La (in)costituzionalità del decreto “Salva Banche”, nota a Tribunale di Cremona, 17 marzo 2012

11 Aprile 2012

Stefano Daprà, Studio Legale e Bancario Sartori Tarolli

Tribunale di Cremona, 17 marzo 2012

Di cosa si parla in questo articolo

Con la sentenza in epigrafe il Tribunale di Cremona ritiene manifestamente infondate le questioni di costituzionalità sollevate con riferimento all’art. 2, comma 61°, del decreto-legge 29 dicembre 2010, n. 225 (c.d. “decreto Milleproroghe” o “Salva Banche”), convertito, con modificazioni, dalla legge 26 febbraio 2011, n. 10 (comma aggiunto dalla legge di conversione), il quale prevede che “in ordine alle operazioni bancarie regolate in conto corrente l’art. 2935 c.c. si interpreta nel senso che la prescrizione relativa ai diritti nascenti dall’annotazione inizia a decorrere dal giorno dell’annotazione stessa” sancendo altresì l’irripetibilità delle somme ormai pagate dal cliente alla banca alla data di conversione del decreto stesso. Ciò sulla base dell’assunto che il provvedimento legislativo “non presenta profili di patente irragionevolezza nella scelta di far decorrere retroattivamente le proprie disposizioni in ordine alla prescrizione”.

Tale assunto, pur ampiamente motivato dal Giudice di merito, è stato, peraltro, smentito dalla Corte Costituzionale che, con sentenza 5 aprile 2012, n. 78, ha ritenuto sussistente una violazione dell’art. 3 Cost., perché la norma censurata, facendo retroagire la disciplina in esso prevista, non rispetta i principi generali di eguaglianza e ragionevolezza.

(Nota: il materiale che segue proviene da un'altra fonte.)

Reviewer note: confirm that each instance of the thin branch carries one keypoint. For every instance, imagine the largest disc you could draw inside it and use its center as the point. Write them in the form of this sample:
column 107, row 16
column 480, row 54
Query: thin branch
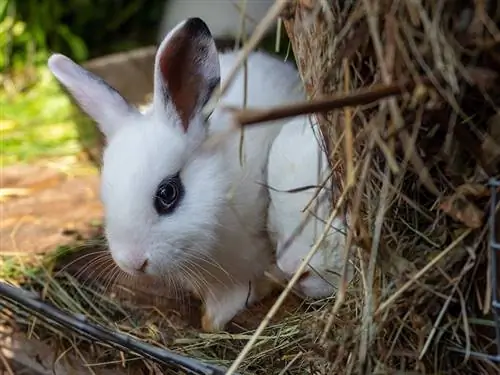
column 79, row 324
column 365, row 96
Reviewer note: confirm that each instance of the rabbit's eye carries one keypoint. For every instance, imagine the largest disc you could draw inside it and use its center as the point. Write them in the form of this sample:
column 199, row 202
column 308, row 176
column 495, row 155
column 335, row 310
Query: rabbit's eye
column 168, row 195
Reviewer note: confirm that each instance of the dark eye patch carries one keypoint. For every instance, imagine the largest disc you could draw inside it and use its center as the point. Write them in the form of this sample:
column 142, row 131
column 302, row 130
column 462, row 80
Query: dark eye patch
column 168, row 195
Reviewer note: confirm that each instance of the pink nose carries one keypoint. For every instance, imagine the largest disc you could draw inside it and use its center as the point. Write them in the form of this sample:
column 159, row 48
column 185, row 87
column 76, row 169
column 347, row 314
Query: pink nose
column 132, row 264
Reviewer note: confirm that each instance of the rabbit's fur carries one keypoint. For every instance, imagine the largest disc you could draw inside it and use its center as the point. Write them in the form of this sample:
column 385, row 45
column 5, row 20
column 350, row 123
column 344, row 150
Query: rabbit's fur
column 213, row 240
column 297, row 160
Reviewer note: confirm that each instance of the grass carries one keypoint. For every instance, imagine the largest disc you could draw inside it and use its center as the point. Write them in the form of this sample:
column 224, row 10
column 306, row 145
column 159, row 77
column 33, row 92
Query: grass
column 38, row 122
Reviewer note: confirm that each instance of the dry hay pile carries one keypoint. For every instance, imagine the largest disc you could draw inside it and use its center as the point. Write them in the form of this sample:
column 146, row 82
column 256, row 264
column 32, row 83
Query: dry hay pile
column 413, row 171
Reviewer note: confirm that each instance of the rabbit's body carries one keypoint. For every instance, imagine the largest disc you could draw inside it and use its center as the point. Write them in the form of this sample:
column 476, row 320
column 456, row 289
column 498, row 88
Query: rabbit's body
column 297, row 160
column 178, row 205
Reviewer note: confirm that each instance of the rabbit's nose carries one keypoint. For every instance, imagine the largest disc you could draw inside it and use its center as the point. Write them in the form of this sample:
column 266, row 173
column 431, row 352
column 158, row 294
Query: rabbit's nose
column 143, row 267
column 304, row 274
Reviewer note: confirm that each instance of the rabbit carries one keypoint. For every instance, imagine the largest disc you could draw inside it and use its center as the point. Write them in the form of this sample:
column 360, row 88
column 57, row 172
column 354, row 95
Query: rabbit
column 178, row 205
column 297, row 160
column 224, row 17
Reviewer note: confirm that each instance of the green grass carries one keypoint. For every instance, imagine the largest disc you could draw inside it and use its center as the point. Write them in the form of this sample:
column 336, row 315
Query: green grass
column 37, row 123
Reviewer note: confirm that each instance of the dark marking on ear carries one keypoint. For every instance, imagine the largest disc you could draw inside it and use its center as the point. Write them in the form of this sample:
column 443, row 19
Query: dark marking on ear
column 182, row 69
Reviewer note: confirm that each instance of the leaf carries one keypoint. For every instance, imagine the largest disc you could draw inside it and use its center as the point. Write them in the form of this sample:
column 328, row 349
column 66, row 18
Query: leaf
column 76, row 43
column 462, row 210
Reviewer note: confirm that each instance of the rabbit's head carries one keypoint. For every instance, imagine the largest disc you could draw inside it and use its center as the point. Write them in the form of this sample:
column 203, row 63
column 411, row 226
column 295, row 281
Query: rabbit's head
column 162, row 186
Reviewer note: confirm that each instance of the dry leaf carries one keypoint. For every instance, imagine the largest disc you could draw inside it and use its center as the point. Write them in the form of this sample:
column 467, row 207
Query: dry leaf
column 460, row 209
column 473, row 190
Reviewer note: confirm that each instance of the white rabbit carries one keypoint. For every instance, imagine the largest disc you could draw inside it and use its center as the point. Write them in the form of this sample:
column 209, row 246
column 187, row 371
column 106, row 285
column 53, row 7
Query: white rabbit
column 223, row 17
column 178, row 205
column 297, row 160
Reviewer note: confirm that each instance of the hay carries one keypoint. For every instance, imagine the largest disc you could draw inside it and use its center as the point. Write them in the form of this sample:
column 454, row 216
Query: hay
column 412, row 170
column 415, row 169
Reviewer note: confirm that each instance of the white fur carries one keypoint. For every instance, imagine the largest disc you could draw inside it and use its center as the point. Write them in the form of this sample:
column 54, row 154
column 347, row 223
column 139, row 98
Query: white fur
column 213, row 243
column 297, row 160
column 223, row 17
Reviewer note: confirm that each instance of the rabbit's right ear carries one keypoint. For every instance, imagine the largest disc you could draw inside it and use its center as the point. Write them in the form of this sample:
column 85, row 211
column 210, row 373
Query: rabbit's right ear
column 186, row 71
column 94, row 96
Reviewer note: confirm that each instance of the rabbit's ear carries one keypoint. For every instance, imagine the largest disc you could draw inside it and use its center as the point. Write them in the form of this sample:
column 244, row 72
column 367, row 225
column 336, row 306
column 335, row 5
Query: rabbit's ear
column 94, row 96
column 187, row 71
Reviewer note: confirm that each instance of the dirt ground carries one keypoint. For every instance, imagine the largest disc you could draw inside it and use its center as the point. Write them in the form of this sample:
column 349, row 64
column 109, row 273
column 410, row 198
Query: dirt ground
column 44, row 204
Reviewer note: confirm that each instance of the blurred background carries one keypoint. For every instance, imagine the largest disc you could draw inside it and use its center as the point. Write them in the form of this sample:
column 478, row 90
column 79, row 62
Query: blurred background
column 37, row 117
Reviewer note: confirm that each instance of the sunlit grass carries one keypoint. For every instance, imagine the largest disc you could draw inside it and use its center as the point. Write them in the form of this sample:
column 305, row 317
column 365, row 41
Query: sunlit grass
column 37, row 122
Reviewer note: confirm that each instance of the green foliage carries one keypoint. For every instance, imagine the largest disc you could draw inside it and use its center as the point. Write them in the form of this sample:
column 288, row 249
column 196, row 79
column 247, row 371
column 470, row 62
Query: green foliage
column 37, row 123
column 31, row 29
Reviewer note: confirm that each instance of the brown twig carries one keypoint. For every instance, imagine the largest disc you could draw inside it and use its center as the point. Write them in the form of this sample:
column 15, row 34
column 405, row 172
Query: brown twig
column 362, row 97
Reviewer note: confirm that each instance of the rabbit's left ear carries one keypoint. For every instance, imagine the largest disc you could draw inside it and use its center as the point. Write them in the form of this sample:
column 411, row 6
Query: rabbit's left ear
column 187, row 71
column 94, row 96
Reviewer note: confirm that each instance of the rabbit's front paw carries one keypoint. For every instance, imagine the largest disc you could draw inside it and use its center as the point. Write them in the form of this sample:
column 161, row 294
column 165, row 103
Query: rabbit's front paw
column 221, row 307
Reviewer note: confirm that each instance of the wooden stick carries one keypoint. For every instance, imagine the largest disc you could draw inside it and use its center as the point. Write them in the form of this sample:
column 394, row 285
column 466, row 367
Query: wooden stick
column 79, row 324
column 247, row 117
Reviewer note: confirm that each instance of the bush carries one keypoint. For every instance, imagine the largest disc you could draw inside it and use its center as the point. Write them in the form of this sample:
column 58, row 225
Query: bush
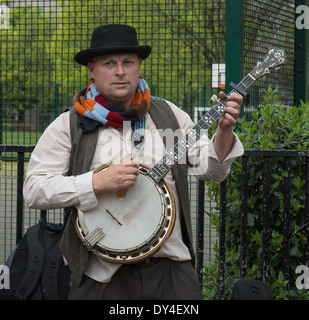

Va rilevato però che le argomentazioni logico-giuridiche del Tribunale di Cremona, ancorché superate dal dictum del Giudice delle leggi, sono espressione di un iter riflessivo e motivazionale molto persuasivo che, oltretutto, dimostra di tenere in particolare considerazione l’impianto costituzionale. Infatti il Giudice di merito, per sorreggere la propria decisione, afferma chiaramente che l’irretroattività della legge costituisce vero e proprio principio di rango costituzionale che però, al di fuori della materia punitiva (art. 25 Cost.), può essere derogato dal legislatore quando vi sia la necessità di bilanciarlo con altri principi di pari rango. E dopo aver sottolineato le pesanti ricadute che una serie di revirements giurisprudenziali hanno avuto sul mondo bancario (generando “migliaia di azioni legali volte alla ripetizione di somme che (si sono scoperte) indebitamente percepite dalle banche, di poi traslando il dies a quo della prescrizione di tali azioni alla data di chiusura dei conti correnti”), il Tribunale di Cremona ritiene “pienamente rientrante nelle competenze del legislatore un intervento normativo volto a regolare gli effetti di tali sentenze, limitandone l’applicazione retroattiva, con un bilanciamento tra l’affidamento dei cittadini, che […] costituisce la ratio del principio di irretroattività della legge, e la salvaguardia della stabilità del sistema economico e del risparmio”. E se è vero che l’unico limite alla scelta legislativa è il generale canone di ragionevolezza, la norma censurata, optando per una decorrenza retroattiva delle disposizioni relative alla prescrizione, sembra soddisfarlo pienamente posto che, da un lato, “la soluzione è conforme ad uno degli orientamenti a suo tempo emersi in giurisprudenza” e, dall’altro, “la scelta è dettata dall’esigenza, in epoce di crisi economica mondiale e, per l’Italia, di mancata crescita, imputata anche alla mancata erogazione di credito da parte del sistema bancario, di non stressare ulteriormente le banche che, sottoposte ad una forte emorragia di liquidità, determinata dalle azioni legali intraprese a seguito dei revirement giurisprudenziali, non potrebbero che chiudere ulteriormente i rubinetti del credito”.

A questo punto, appare evidente che il Tribunale di Cremona, lungi dall’esprime un giudizio politico invasivo del merito delle scelte lasciate alla ragionevolezza del legislatore – come peraltro hanno fatto coloro che si sono affrettati a definire il “decreto Milleproroghe” come “Salva Banche” –, cerca di fondare le proprie conclusioni su una serie di argomentazioni tecnico-giuridiche sicuramente condivisibili.